Question #afc3d

1 Answer
Sep 20, 2017

Here's what I got.

Explanation:

For starters, grab a Periodic Table and look for potassium, #"K"#, and argon, #"Ar"#. Once you find them, make a note of their respective atomic numbers.

  • #"For K: " Z_"K" = 19#
  • #"For Ar: " Z_"Ar" = 18#

You can now write the isotope notation for your two isotopes.

  • #"potassium-40 " implies " " ""_19^40"K"#
  • #"argon-40 " implies " " ""_18^40"Ar"#

This means that the unbalanced nuclear equation that describes this radioactive decay process will look like this

#""_19^40"K" -> ""_18^40"Ar" + ""_Z^A?#

Your goal here will be to identify the unknown particle, which I labeled "#?#".

As you know, in any nuclear reaction, mass and charge must be conserved. This implies that you can write two equations

#40 = 40 + A -># conservation of mass

#19 = 18 + Z -># conservation of charge

Solve these equations to get

#40 = 40 + A implies A = 0#

#19 = 18 + Z implies Z = 1#

The particle that has #Z = 1# and #A = 0# is the positron, which is the antiparticle of the electron. The positron is also known as a beta-plus particle, #beta^(+)#.
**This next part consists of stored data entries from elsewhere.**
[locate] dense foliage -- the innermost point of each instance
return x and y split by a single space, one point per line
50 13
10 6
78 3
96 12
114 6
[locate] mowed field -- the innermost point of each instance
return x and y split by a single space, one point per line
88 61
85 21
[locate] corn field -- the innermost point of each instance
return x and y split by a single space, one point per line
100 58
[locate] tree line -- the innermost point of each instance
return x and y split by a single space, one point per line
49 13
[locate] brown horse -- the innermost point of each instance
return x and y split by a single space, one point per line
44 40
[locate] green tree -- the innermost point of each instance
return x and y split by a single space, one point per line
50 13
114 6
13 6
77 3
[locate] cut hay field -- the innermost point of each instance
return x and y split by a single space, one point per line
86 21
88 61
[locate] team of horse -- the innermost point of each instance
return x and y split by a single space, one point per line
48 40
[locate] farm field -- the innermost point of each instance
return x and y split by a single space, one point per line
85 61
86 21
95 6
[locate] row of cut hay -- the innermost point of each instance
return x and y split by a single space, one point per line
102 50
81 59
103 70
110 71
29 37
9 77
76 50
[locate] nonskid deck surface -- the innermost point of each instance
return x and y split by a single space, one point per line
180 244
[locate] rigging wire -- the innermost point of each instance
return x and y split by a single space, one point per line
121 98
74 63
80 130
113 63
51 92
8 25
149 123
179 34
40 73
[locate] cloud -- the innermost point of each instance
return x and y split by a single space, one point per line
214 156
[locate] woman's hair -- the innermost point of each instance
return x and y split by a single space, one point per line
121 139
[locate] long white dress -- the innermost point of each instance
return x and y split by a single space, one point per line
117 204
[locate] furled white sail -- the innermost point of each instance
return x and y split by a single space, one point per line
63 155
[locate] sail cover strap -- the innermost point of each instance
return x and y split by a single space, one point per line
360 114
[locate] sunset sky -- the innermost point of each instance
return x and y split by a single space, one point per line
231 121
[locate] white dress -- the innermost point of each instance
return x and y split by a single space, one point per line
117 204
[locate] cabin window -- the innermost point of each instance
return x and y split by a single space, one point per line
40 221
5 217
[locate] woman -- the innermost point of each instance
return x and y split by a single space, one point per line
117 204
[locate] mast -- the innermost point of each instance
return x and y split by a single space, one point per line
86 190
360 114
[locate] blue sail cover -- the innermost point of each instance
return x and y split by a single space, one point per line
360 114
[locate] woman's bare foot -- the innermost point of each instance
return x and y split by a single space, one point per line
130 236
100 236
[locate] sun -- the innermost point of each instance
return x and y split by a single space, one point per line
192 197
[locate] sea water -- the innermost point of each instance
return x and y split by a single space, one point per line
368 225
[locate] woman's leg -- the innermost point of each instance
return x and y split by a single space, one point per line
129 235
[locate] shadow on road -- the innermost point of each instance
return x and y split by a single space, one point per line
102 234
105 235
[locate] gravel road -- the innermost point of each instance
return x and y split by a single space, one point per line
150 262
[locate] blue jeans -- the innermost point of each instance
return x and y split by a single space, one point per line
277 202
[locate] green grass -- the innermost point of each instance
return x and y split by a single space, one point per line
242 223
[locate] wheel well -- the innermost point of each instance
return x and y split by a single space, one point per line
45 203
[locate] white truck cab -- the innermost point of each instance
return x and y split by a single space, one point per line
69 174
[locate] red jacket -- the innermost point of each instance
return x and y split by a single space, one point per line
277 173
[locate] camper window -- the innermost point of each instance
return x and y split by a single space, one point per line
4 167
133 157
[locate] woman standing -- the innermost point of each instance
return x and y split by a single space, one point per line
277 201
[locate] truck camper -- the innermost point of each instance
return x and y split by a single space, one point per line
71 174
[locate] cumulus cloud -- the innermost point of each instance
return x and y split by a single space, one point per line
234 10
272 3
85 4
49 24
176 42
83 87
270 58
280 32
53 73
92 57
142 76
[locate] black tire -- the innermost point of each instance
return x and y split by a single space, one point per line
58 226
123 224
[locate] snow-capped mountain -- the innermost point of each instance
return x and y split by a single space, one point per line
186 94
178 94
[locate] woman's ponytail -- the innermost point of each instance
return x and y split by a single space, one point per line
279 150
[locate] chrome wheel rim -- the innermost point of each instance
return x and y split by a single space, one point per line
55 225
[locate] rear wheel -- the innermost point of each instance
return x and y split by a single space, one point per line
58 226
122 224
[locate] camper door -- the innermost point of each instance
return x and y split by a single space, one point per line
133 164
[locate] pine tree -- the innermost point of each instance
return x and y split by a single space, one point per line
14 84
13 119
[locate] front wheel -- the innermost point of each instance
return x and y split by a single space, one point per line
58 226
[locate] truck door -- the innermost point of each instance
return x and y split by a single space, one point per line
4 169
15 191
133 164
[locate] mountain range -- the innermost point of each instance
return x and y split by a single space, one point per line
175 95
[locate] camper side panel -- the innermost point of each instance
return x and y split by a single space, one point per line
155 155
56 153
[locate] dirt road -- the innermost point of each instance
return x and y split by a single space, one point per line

This means that potassium-40 can decay to argon-40 by way of positron emission, or beta-plus decay.

The balanced nuclear equation that describes the positron emission of potassium-40 looks like this

#""_19^40"K" -> ""_18^40"Ar" + ""_1^0beta + nu_e#

Keep in mind that an electron neutrino, #nu_e# is also emitted here.

Now, you can also set up the unbalanced nuclear equation like this

#""_19^40"K"+ ""_Z^A? -> ""_18^40"Ar" #

This time, you have

#40 + A = 40 -># conservation of mass

#19 + Z = 18 -># conservation of charge

Solve the two equations to get

#A = 0" " and " "Z = -1#

In this case, the unknown particle is an electron, or beta particle, #beta^(-)#. You can thus say that potassium-40 can also decay to argon-40 by way of electron capture.

The balanced nuclear equation that describes the electron capture of potassium-40 looks like this

#""_ 19^40"K" + ""_ (-1)^(color(white)(-)0)beta -> ""_18^40"Ar" + nu_e#

Once again, notice that the electron capture results in the emission of an electron neutrino.